Il rugby si chiama Rugby perché è nato qui, a 130 km da Londra, sul prato di una delle più antiche (anni di fondazione 1567) Independent School d’Inghilterra, dove un tempo si giocava in squadre da 200 persone e con tre alberi in mezzo al campo. Domani a Twickenham con la partita inaugurale fra Inghilterra e Figi inizia la Coppa del Mondo, che per la terza volta in otto edizioni torna nella patria della terra ovale e la cittadina del Warwickshire, 70 mila anime devote a questo sport, ovviamente è in festa. I giornalisti si avvicinano con cautela quasi religiosa ad uno dei tanti ‘giardini’ sacri del paese – Wembley, Wimbledon, Twickenham, The Lord’s… -, visitano la cappella dove è sepolto il granbde Thomas Arnold, il rettore più famoso della storia della scuola, fotografano la targa che ricorda Lewis Carroll (anche lui allievo di Rugby) e quella che celebra il gesto di ribellione di Williams Webb Ellis, il leggendario studente che nel 1823 estrasse il rugby football, come lo chiamano qui, dal magma primordiale di un gioco confuso che seguiva mille codici e nessuno (e da cui nacque 40 anni dopo anche il calcio).

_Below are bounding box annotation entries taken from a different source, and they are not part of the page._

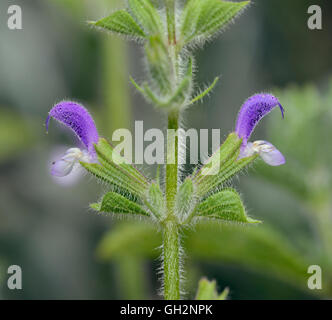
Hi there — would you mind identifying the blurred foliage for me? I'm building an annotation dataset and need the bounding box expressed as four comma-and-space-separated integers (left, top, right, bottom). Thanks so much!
0, 107, 36, 162
0, 0, 332, 299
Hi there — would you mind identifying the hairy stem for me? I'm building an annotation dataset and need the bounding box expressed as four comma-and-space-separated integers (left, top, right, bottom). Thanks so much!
165, 0, 176, 45
163, 111, 180, 300
163, 220, 180, 300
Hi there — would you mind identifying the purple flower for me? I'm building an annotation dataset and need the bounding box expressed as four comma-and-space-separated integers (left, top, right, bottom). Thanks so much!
235, 93, 286, 166
46, 101, 99, 177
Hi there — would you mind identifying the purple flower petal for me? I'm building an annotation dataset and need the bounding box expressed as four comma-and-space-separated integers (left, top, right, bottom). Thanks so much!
46, 101, 99, 156
235, 93, 284, 147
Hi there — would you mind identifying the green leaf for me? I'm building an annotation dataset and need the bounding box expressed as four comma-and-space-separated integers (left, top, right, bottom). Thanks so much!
193, 133, 258, 198
81, 162, 145, 200
196, 189, 260, 223
91, 192, 150, 216
181, 0, 250, 44
194, 132, 242, 183
175, 178, 195, 221
95, 138, 148, 187
89, 10, 146, 39
128, 0, 163, 35
195, 278, 229, 300
184, 222, 318, 292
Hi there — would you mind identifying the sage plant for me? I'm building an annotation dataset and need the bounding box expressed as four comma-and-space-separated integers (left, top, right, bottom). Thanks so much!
46, 0, 285, 299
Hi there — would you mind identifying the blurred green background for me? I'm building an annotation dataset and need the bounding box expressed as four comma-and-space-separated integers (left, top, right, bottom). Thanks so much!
0, 0, 332, 299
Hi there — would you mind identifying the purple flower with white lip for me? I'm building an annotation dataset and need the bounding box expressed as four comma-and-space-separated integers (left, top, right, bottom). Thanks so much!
235, 93, 286, 166
46, 101, 99, 177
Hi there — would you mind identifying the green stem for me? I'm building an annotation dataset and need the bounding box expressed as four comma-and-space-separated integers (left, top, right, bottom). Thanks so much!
166, 110, 179, 208
163, 220, 180, 300
163, 111, 180, 300
165, 0, 176, 45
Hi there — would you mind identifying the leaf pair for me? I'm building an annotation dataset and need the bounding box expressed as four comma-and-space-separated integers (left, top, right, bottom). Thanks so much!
89, 0, 163, 40
177, 133, 260, 223
81, 138, 150, 216
179, 0, 249, 45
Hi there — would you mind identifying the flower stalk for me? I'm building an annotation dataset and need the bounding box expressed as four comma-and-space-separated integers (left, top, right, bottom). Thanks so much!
162, 111, 180, 300
46, 0, 285, 300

Fu William il primo a scattare verso la meta con il pallone in mano – allora non si poteva – ed è qui che sono state scritte le regole, poi mille volte cambiate, del rugby. Nel museo l’archivista capo Rusty McLean mostra la elegantissima barella di legno con cui venivano trasportati in infermeria gli studenti usciti malconci dal campo. «La scuola fin dal Seicento ha ospitato studenti stranieri – racconta – nello scorso secolo anche italiani: purtroppo nessun giocatore di rugby. Anche se io sono felice di chiamarmi come il vostro estremo…». In città si può ammirare la walk of fame con i nomi dei colossi della storia, nel museo ammirare l’artigiano della ditta Gilbert che ancora cuce a mano i palloni («due al giorno, ma in passato da qui ne uscivano anche otto al giorno, devo migliorare…») o la statua di bronzo di Webb Ellis che sfida le nuvole e la pioggia.
Sono tantissime le curiosità e le storie che legano Rugby al…rugby e alla storia in generale. Se la nazionale inglese veste in Bianco con una rosa rossa come emblema, ad esempio, è perché a Laurent Sheriff, il fondatore della Scuola, Elisabetta I permise di utilizzare la rosa dei Lancaster, che poi venne stampata sulla divisa originariamente candida del club. Ed è nata qui l’usanza di celebrare con un berretto (cap) le presenze in nazionale: nel 1839 la regina Adelaide arrivò in visita alla città e in suo onore gli sudenti sfilarono con un cappellino di velluto. Queen Adelaide volle assistere ad una partita e gli studenti la giocarono indossando il copricapo, dando così origine alla tradizione.
Si può può dire che anche la maratona di Londra ha le sue radici nel Warwickshire. A organizzare la prima edizione, nel 1981, fu infatti un altro ex allievo della Rugby School, Chris Basher, che volle riproporre in chiave moderna la «Crick Run», una delle più antiche corse del mondo nata proprio su questi prati, a Rugby sir Frank Whittle progettò la prima turbina per un jet. Il barone de Coubertin infine decise di far rinascere le Olimpiadi proprio dopo una visita a Rugby, ispirato anche da Tom Brown’s schooldays, un famosissimo libro scritto – inutile dirlo – dall’ennesimo alunno della scuola, Thomas Hughes. Secondo McLean Tom Brown, fra l’altro, non è altro che prototipo di Harry Potter: «Tim è Harry, Thomas Arnold è Albus Silente, Flashman è Malfoy e il Quidditch è una forma di football. E come accade per Harry Potter, i lettori tifano tutti per Tom».